Professor
Environmental Science
Rhodes University
South Africa
"Sheona's research and academic interests are broad with most of her work in the past 30 years being at the interface between rural livelihoods and natural resource management. She has have undertaken research in such wide ranging areas as community conservation, natural resource governance, rural livelihoods and vulnerability, ecosystem services and human-well-being, non-timber forest product use and commercialisation, and climate change adaptation. She enjoys working in interdisciplinary teams, and has participated in several large international and inter-institutional research programmes, most of these culminating in several books as well as multiple journal papers.
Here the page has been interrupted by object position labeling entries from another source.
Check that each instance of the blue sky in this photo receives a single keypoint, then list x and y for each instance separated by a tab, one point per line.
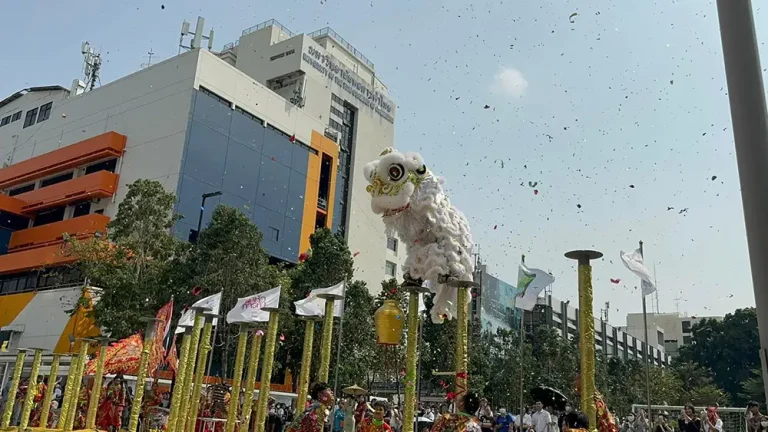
615	114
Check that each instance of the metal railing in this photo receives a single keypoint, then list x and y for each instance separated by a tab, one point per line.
267	23
327	31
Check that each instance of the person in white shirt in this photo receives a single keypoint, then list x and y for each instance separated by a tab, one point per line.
541	419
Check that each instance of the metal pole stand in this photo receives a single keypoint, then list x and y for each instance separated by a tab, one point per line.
586	332
326	343
411	355
306	358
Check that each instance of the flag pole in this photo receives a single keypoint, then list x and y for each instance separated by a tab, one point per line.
645	353
746	95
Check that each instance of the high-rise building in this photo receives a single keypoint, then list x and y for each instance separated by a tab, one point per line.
278	125
675	329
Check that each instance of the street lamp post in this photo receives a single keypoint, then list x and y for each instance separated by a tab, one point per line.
202	210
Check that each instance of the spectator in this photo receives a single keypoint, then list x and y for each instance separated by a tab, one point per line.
541	418
504	421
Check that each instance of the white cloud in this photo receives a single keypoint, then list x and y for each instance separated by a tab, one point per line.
510	82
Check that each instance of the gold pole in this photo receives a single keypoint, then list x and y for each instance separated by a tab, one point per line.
181	372
29	398
250	378
74	360
52	375
410	357
11	397
306	360
98	380
586	333
141	376
326	343
82	360
237	378
187	394
202	357
266	369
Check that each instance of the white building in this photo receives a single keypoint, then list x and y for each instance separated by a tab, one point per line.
281	129
609	340
675	328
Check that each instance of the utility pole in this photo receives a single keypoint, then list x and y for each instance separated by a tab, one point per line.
746	95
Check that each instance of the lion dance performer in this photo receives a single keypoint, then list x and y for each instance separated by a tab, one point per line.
314	417
605	421
413	205
112	404
467	404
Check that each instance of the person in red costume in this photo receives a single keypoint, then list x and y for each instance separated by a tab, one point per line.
375	423
110	415
314	417
464	420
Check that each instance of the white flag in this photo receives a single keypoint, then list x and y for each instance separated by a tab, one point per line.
531	282
315	306
634	262
212	302
251	309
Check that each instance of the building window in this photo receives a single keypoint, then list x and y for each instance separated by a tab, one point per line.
392	244
274	234
57	179
50	216
45	112
107	165
82	209
31	117
390	269
21	189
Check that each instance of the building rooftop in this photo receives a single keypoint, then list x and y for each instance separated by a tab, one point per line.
317	34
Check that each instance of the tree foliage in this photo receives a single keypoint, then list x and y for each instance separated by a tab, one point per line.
138	265
729	348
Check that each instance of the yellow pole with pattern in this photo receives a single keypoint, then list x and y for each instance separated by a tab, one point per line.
250	378
98	379
52	375
187	394
74	361
237	378
29	398
266	369
11	397
141	376
82	361
202	356
586	332
181	371
306	360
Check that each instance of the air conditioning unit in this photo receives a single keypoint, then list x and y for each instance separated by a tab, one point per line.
332	134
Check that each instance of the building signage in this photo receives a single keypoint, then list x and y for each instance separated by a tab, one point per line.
330	67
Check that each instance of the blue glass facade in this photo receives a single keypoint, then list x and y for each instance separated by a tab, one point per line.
258	170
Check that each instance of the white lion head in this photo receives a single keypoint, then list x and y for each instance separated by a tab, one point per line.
393	180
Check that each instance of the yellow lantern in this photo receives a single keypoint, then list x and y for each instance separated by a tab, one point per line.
389	319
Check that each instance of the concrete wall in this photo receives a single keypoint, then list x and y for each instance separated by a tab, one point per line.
150	107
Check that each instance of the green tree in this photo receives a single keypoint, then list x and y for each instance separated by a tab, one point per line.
728	348
752	388
138	265
228	257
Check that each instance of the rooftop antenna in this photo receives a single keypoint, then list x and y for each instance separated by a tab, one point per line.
149	62
91	65
198	36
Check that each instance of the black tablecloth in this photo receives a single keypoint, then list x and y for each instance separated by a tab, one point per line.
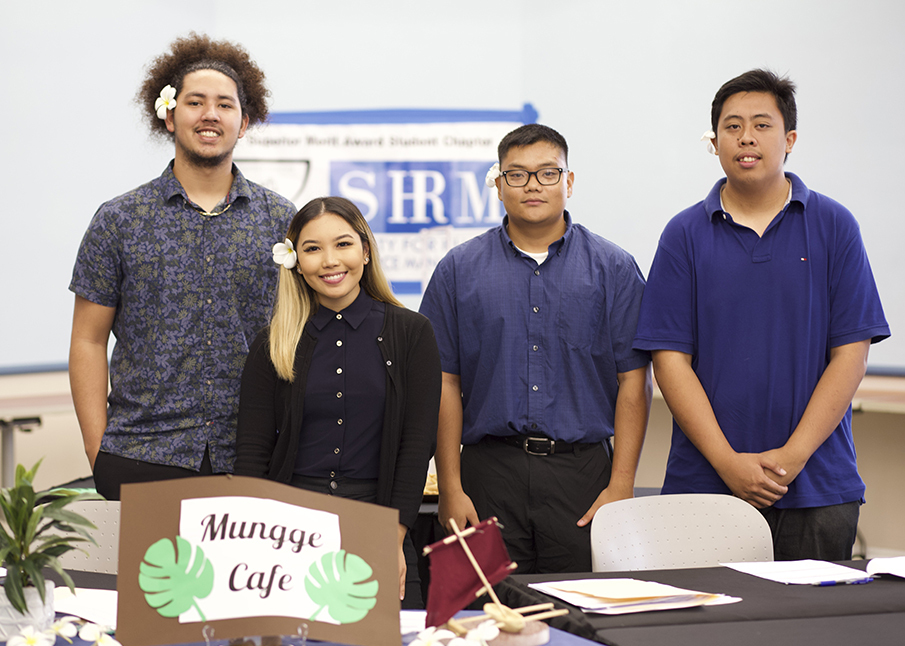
762	601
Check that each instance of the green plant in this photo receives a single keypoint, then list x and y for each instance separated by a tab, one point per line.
35	530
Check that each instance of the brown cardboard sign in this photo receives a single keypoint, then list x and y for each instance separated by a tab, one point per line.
248	557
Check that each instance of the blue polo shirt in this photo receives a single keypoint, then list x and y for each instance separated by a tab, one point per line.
759	316
537	347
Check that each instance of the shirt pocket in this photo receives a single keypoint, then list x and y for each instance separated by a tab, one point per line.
579	315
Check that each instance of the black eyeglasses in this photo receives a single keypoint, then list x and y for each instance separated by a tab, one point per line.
544	176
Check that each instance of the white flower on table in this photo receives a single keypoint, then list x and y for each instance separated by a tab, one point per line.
284	254
97	635
65	627
479	635
28	637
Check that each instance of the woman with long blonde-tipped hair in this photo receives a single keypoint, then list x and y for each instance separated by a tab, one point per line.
341	393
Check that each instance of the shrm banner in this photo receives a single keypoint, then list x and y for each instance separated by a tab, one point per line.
416	175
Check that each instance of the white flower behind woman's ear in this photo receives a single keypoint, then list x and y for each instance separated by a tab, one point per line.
284	254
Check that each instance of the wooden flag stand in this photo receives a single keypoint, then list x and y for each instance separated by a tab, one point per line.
515	622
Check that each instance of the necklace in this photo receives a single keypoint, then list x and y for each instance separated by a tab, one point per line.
211	214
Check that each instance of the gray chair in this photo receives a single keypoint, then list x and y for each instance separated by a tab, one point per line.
103	557
678	531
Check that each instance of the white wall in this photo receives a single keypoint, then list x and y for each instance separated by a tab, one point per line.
628	83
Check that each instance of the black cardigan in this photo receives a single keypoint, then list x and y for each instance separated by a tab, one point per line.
268	403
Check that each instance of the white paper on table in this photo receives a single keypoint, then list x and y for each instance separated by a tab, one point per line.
97	606
621	596
804	572
894	565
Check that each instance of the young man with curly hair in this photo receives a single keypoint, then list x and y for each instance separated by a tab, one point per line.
179	269
760	309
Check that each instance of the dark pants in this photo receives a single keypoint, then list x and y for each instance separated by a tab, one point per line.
538	499
366	491
824	533
112	471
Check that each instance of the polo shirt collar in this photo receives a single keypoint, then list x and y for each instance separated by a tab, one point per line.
714	208
552	249
354	314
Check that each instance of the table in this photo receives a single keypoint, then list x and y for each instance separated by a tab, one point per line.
868	614
103	581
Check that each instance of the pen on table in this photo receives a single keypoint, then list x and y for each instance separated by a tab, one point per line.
858	582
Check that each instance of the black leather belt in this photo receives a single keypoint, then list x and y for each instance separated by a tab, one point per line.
533	445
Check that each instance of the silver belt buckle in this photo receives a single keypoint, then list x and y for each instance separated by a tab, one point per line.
550	443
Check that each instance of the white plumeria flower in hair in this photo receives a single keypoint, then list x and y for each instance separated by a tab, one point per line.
492	174
166	101
709	137
28	637
284	254
65	627
97	635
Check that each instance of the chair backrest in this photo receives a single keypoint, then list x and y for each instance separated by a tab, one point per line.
103	557
678	531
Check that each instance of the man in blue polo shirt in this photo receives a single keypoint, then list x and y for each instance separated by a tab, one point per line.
535	320
759	310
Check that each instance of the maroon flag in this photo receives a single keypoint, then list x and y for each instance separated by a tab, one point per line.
454	581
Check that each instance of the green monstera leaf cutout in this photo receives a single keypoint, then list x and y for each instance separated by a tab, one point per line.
338	582
172	580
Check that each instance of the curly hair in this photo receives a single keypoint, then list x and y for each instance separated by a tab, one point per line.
197	52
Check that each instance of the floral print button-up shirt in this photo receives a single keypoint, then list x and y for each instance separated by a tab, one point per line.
191	292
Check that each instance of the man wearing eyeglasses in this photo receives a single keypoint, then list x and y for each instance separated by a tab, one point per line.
535	320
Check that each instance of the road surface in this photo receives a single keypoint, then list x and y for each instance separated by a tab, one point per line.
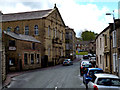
54	77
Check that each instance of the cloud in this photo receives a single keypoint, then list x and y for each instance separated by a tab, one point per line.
76	16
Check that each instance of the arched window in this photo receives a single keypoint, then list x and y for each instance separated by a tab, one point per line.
8	29
36	29
26	30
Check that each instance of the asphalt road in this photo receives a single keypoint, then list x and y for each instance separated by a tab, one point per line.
55	77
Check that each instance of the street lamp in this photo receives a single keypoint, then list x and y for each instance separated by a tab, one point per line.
114	41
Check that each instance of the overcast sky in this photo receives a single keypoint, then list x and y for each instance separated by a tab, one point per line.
76	14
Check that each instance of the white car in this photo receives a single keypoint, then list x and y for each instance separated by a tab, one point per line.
104	81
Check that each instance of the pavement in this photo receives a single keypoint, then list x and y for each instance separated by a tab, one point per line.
14	74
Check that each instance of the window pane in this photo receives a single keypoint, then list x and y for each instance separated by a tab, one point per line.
36	29
11	42
25	58
26	30
32	58
11	61
8	29
38	58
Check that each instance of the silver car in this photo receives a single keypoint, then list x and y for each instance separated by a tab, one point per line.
104	81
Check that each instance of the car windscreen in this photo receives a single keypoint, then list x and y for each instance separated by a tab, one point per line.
92	72
108	81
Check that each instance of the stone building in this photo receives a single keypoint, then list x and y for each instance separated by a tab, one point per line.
82	46
108	48
92	47
70	40
115	47
22	52
100	50
46	26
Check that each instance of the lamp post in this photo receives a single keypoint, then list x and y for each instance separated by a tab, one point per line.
114	41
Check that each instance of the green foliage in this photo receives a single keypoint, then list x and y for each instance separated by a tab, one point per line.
88	35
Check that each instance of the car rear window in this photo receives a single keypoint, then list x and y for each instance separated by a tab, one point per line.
108	82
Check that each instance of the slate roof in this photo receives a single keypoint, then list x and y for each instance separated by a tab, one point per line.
82	42
22	37
26	15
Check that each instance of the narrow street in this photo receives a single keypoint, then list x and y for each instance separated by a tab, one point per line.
55	77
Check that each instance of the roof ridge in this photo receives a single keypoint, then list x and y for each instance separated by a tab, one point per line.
28	12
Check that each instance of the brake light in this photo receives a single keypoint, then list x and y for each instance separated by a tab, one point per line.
95	87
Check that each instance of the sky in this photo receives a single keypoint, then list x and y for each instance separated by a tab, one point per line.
80	15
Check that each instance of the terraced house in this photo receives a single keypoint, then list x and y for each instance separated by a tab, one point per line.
33	39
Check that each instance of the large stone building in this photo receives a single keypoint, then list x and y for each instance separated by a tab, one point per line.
109	53
22	52
100	51
115	47
70	40
45	26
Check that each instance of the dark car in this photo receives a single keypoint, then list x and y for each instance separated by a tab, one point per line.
67	62
90	74
83	66
85	57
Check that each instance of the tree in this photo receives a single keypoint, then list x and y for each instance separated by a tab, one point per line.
88	35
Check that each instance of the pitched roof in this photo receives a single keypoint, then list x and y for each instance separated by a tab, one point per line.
22	37
26	15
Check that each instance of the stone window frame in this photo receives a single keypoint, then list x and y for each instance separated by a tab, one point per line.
49	33
32	61
38	60
8	29
11	61
27	58
17	28
36	32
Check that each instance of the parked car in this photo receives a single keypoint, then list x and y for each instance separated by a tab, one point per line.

Her work is focussed at the nexus between environment/ecosystem services, people, change and sustainability, and she believes that the global environmental challenges we are encountering today can only be addressed through integrated, inter- and transdisciplinarity research approaches. She teaches these approaches and the theory of complex social-ecological systems in her undergraduate and postgraduate courses. In addition to research in the areas of vulnerability, adaptation and resilience, she has also worked with colleagues on Higher Education approaches to learning and research in sustainability and complexity issues, and has supervised students working in such diverse areas as ecoliteracy, conservation and development, natural resource governance, carbon markets, urban forestry, and non-timber forest product. Other areas of interest include social learning and gendered aspects of natural resources use and adaptation to climate change. She has some 100 peer reviewed journal, books and book contributions to her name, a similar number of research reports and she is a B3-rated scientist with the South African National Research Foundation. She has had a long collaborative association with the Centre for International Forestry Research in Bogor, Indonesia."